Les choses ainsi convenues, tous deux attendirent la nuit, car ils craignaient, s’ils prenaient de jour le chemin de Pastrana, de susciter de l’émoi parmi les paysans qui ne verraient, certes, pas d’un bon œil l’éloignement de la Bonne Femme qu’ils considéraient comme leur protectrice devant Dieu.

Ce fut en pleurant que la Solitaire abandonna sa colline. Elle y avait vécu pendant huit ans et davantage — trois années et quelques mois totalement inconnue — cinq années depuis que Bénitez eut découvert sa retraite. Mais enfin elle fit son sacrifice et suivit Mariano sans autre objection.

De la Roda à Pastrana, on compte environ vingt lieues qu’ils couvrirent en trois étapes. De la première, Mariano envoya un messager à son Prieur pour l’avertir du jour où ils arriveraient au monastère.

Ils furent reçus par Ruy Gomez, revenu de Madrid, sa femme, leurs enfants et toute la communauté sortie à leur rencontre.

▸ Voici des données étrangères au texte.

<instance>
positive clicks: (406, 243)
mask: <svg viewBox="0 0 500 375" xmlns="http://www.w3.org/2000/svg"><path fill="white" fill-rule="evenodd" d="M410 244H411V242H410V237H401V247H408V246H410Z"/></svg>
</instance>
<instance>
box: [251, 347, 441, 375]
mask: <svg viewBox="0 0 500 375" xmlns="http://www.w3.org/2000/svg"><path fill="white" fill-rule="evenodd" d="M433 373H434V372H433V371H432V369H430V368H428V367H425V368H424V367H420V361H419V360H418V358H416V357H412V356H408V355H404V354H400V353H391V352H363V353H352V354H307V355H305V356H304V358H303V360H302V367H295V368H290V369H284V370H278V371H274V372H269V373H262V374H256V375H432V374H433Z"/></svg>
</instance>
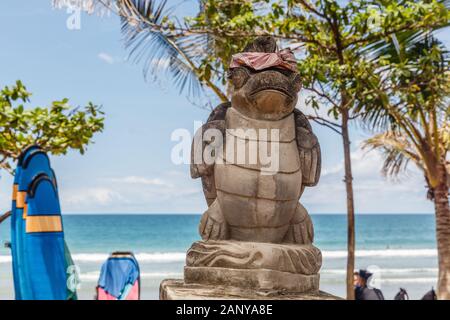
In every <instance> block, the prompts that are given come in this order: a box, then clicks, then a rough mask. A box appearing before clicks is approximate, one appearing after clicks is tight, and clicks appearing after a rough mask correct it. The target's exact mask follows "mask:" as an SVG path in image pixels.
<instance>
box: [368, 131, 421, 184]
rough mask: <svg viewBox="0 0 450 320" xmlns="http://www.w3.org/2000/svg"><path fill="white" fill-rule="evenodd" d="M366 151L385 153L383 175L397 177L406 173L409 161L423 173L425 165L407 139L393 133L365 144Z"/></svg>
mask: <svg viewBox="0 0 450 320" xmlns="http://www.w3.org/2000/svg"><path fill="white" fill-rule="evenodd" d="M362 147H363V149H365V150H379V151H381V152H382V153H383V156H384V163H383V166H382V170H381V171H382V173H383V175H386V176H397V175H398V174H399V173H400V172H402V171H405V170H406V167H407V166H408V163H409V161H413V162H414V163H415V164H416V165H417V166H418V167H419V168H420V169H421V170H422V171H424V167H423V163H422V161H421V160H420V157H419V155H418V154H417V152H416V150H415V149H414V147H413V146H412V145H411V144H410V142H409V141H408V139H407V138H405V137H403V136H402V135H400V134H398V133H394V132H392V131H389V132H385V133H381V134H377V135H375V136H373V137H372V138H370V139H367V140H365V141H364V143H363V146H362Z"/></svg>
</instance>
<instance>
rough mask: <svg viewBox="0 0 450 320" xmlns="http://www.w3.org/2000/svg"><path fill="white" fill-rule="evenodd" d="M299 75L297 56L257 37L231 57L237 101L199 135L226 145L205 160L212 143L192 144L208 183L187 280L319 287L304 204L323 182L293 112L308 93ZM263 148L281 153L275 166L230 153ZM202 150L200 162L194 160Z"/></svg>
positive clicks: (218, 149) (319, 162)
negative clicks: (216, 135)
mask: <svg viewBox="0 0 450 320" xmlns="http://www.w3.org/2000/svg"><path fill="white" fill-rule="evenodd" d="M296 68H297V67H296V62H295V59H294V56H293V54H292V53H291V52H290V50H286V49H285V50H281V51H278V49H277V45H276V42H275V40H274V38H272V37H259V38H256V40H255V41H254V42H252V43H250V44H249V45H248V46H247V47H246V48H245V50H244V52H243V53H241V54H237V55H235V56H233V61H232V63H231V65H230V71H229V80H230V82H231V86H232V87H231V103H224V104H221V105H219V106H218V107H217V108H215V109H214V110H213V111H212V113H211V114H210V116H209V118H208V120H207V122H206V123H205V125H203V127H202V128H201V130H199V132H200V136H201V133H202V132H205V131H206V130H208V129H215V130H216V131H220V132H221V133H222V135H223V142H224V143H223V148H219V149H217V150H218V152H217V153H216V154H215V155H214V156H215V161H214V162H211V161H210V162H207V161H204V159H203V153H202V152H203V151H204V150H205V148H206V147H208V145H209V144H210V142H208V141H204V140H203V139H194V142H193V145H192V159H191V160H192V162H191V176H192V178H199V177H200V178H201V180H202V185H203V191H204V195H205V198H206V202H207V204H208V209H207V210H206V212H205V213H204V214H203V216H202V219H201V222H200V226H199V232H200V235H201V237H202V239H203V240H204V241H200V242H196V243H194V244H193V246H192V247H191V249H190V250H189V251H188V254H187V266H186V268H185V281H188V282H189V281H191V282H207V283H216V284H228V285H233V286H244V287H250V288H259V289H261V288H265V289H282V290H289V291H308V290H317V289H318V274H317V272H318V271H319V269H320V266H321V253H320V251H319V250H318V249H317V248H316V247H314V246H313V245H312V242H313V238H314V232H313V225H312V222H311V219H310V217H309V215H308V213H307V211H306V209H305V208H304V207H303V206H302V205H301V204H300V203H299V199H300V197H301V195H302V193H303V190H304V188H305V187H307V186H308V187H311V186H315V185H316V184H317V183H318V181H319V176H320V168H321V155H320V146H319V142H318V140H317V138H316V136H315V135H314V133H313V132H312V129H311V126H310V124H309V122H308V120H307V119H306V117H305V116H304V114H303V113H302V112H301V111H300V110H298V109H296V108H295V106H296V104H297V99H298V97H297V95H298V92H299V91H300V89H301V79H300V76H299V74H298V72H297V71H296ZM248 130H253V131H248ZM264 130H265V131H264ZM272 131H276V132H277V135H275V136H272V135H271V133H270V132H272ZM249 132H256V134H255V135H249ZM198 134H199V133H197V136H198ZM274 137H275V138H274ZM230 144H233V145H232V146H231V147H230ZM261 144H266V145H267V146H266V148H268V150H276V153H277V156H278V159H277V161H275V162H276V163H277V165H276V166H275V167H273V166H270V167H268V166H267V165H266V163H264V162H263V161H262V160H261V159H259V158H258V159H257V160H256V162H255V161H254V162H252V161H250V160H249V157H246V158H245V161H241V162H237V161H236V158H235V157H234V156H233V159H232V160H230V159H229V158H230V153H229V151H228V150H231V151H232V154H234V155H236V154H237V156H239V151H242V150H245V151H247V152H251V151H255V146H256V148H258V147H259V146H260V145H261ZM239 145H241V146H244V149H239V147H238V146H239ZM273 147H274V148H273ZM271 148H273V149H271ZM225 149H226V150H227V151H224V150H225ZM199 150H200V153H201V154H200V158H201V160H202V161H200V162H199V161H194V157H196V156H198V152H199ZM230 279H234V280H230ZM230 281H231V282H230Z"/></svg>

« C’était, écrit le Père François, le 3 mai, fête de l’Invention de la Sainte-Croix, ce qui fut considéré comme un heureux présage. Après une courte prière à l’église, Catherine parla aux princes et aux religieux mais avec une telle simplicité et des manières de s’exprimer si différentes de celles d’autrefois, qu’elle semblait appartenir à un autre monde. Ce n’était pas seulement l’étiquette et les termes de civilité en usage chez les grands qu’elle avait oubliés, mais le nom même des choses les plus communes lui échappait. Comme en elle tout sortait de l’ordinaire, on ne se lassait pas de la regarder. La plupart observèrent que, malgré la grossièreté de son habit et quoique les austérités l’eussent tellement consumée que son corps paraissait un tissu de racines d’arbres, on voyait s’épanouir autour d’elle un je ne sais quoi de divin qui lui donnait une grâce infinie. »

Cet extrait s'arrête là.